She saw Serena Williams play in the U.S. Open, and "Serena's strength and focus in the face of the realities we shared oddly consoled me."
Clearly, Rankine (and Williams) and I are different people, and not just because of our different means of stress relief. White people and black people have vastly different experiences—live, in many ways, in wholly different contexts. Despite significant social change, the chasm between black and white experience has been wide for centuries, and sadly I expect it to be wide for centuries more. I'm damned sure it's wide today, and I'll pounce on an average white person who seems to think he or she has a pretty good idea of what an average black person does and does not go through during a day or in a career or over a lifetime. In our occasional musings about black experience, I'm pretty sure we miss a few things.

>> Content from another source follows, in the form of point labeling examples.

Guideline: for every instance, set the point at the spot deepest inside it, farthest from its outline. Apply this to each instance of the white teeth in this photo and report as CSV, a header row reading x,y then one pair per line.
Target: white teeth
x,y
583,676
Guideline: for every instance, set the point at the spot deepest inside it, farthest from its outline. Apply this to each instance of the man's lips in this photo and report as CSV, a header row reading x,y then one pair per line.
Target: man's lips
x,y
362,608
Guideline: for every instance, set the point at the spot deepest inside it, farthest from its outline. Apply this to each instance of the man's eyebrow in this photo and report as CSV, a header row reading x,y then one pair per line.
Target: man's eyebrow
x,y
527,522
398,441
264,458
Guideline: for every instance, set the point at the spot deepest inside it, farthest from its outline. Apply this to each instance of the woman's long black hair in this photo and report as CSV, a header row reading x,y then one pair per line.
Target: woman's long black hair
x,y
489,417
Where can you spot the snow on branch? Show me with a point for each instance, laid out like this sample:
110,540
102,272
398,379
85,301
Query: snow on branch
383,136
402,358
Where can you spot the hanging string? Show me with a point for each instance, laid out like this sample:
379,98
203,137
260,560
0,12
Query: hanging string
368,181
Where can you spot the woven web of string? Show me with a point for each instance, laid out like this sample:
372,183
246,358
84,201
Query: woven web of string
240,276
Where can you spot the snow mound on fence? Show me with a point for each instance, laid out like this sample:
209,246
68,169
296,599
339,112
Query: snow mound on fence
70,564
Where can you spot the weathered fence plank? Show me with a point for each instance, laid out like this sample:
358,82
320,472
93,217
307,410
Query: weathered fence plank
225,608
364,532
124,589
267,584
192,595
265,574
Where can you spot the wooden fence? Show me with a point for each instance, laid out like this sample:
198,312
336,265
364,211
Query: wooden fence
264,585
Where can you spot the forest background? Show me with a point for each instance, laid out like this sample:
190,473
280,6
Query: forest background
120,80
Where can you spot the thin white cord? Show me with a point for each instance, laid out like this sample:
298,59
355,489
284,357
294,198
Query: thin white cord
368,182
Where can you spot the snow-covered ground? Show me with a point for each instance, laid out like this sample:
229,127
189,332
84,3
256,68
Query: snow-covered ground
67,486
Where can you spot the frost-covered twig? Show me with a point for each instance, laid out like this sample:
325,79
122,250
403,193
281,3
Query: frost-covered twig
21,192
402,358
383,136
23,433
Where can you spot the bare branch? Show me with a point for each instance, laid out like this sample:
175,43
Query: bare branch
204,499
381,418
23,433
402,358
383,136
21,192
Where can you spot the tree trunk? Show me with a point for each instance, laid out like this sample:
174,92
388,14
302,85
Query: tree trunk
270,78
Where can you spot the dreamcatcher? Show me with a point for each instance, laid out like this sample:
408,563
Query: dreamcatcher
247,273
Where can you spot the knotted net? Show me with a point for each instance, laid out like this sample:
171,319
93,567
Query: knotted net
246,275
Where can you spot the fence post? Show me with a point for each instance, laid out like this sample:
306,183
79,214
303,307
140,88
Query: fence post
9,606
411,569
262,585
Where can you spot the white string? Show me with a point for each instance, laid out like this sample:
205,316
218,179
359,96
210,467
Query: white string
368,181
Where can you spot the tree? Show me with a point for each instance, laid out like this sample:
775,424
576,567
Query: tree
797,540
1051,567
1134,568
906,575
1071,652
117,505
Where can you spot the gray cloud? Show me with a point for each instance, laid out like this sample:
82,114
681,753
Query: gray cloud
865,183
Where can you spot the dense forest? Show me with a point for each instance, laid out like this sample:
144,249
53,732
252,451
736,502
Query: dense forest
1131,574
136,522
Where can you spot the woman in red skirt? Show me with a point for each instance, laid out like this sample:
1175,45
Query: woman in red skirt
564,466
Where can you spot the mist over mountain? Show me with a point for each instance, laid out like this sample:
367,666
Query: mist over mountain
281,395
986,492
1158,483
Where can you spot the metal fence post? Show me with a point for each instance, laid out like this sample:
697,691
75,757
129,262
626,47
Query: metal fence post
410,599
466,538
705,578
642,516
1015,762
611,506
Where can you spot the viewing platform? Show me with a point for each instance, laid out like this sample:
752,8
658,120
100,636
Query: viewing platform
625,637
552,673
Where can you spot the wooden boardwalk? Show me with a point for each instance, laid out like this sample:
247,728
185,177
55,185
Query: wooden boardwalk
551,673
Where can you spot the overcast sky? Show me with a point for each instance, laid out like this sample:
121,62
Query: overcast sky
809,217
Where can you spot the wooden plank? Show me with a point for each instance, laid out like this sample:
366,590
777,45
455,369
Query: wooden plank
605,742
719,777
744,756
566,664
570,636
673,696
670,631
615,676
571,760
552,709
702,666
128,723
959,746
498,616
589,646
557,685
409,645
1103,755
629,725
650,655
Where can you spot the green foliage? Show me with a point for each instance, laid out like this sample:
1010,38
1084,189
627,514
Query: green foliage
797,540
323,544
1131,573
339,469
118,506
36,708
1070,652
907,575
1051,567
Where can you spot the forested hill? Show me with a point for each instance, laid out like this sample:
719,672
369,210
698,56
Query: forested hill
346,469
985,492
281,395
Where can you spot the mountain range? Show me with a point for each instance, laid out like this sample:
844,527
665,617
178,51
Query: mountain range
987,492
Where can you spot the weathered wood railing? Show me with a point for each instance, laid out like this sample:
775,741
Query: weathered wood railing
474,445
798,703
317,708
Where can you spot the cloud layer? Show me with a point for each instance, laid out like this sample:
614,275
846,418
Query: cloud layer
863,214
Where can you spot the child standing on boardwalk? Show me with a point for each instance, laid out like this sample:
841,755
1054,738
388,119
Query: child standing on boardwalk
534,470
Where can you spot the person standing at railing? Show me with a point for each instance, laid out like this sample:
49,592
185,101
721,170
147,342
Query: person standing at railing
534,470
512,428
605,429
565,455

But just as absurd as white people telling how black people feel, is black people telling white people how they ought to feel. Maybe Rankine wasn't mainly writing for white people. But The New York Times is popular with the white set, and if we are to believe Rankine, then we are supposed to believe—and tell our daughters, who are learning about tennis and life, and trying to figure out how they're supposed to behave in their own moments of exultation and frustration—that Williams' behavior is not only acceptable, but laudable, because it is "human."
Am I really supposed to tell my daughter that? Well, I'm not going to tell my daughter that. I'm going to tell my daughter that any athlete—be she black like Williams or white like John McEnroe (who behaved in almost precisely the same ways as Williams, despite being the white son of white privilege, and was widely loathed for it during his career)—owes it to her opponent, to her supporters and to herself to behave with every bit of dignity, decorum, class and humor that she can muster. Those qualities are human, too.
Which isn't to say she will be a perfect model of grace. Competition tests people, and tests are often failed. It's just to say that I hope my daughter will attempt to show the best parts of herself to whoever is watching. That she will attempt to be fair and generous and good. You know, like the rest of us do, in the face of our own tests.
I suppose I still have a lot to teach my daughter about race in America—and maybe I'll be around long enough that she'll have some things to teach me. In this particular American search for truth, it's usually the blind leading the crazy anyway. (And the blind got directions from the drunk.)
But what I tell Scout—and what I have told her before, when her jaw has dropped at Serena's screaming f-bombs—is various mixtures of: Serena Williams is the greatest tennis player in the world. It is not easy to be Serena Williams, nor is it easy to be the greatest player in the world. It sucks when she acts like a boor, and it distracts from her greatness and athletic beauty. And we should nevertheless try to overlook it sufficiently to appreciate the privilege of watching her play, because we'll likely never see another like her again.
But I don't think I can in good conscience tell her anything more forgiving than that about Serena Williams, without venturing into George Bush's old "soft bigotry of low expectations."
Can I?
Tony Judge says
Terrific, just terrific.
Javier says
Oh Serena…
Did she really regain her composure during the trophy ceremony or did it hit her that millions of eyes were fixed on her alongside her sponsor JP Morgan?
Here’s a lesson for our kids when they watch sports. It’s all about the money.
David Murray says
Well, I’m at a disadvantage because I didn’t see the whole thing unfold in real time. But I did see what happened at the trophy ceremony, and it looked to me like Williams was genuinely sorrowful for Osaka, and I was moved by that moment. (This blog is not sponsored by JP Morgan, but the phone lines are open.)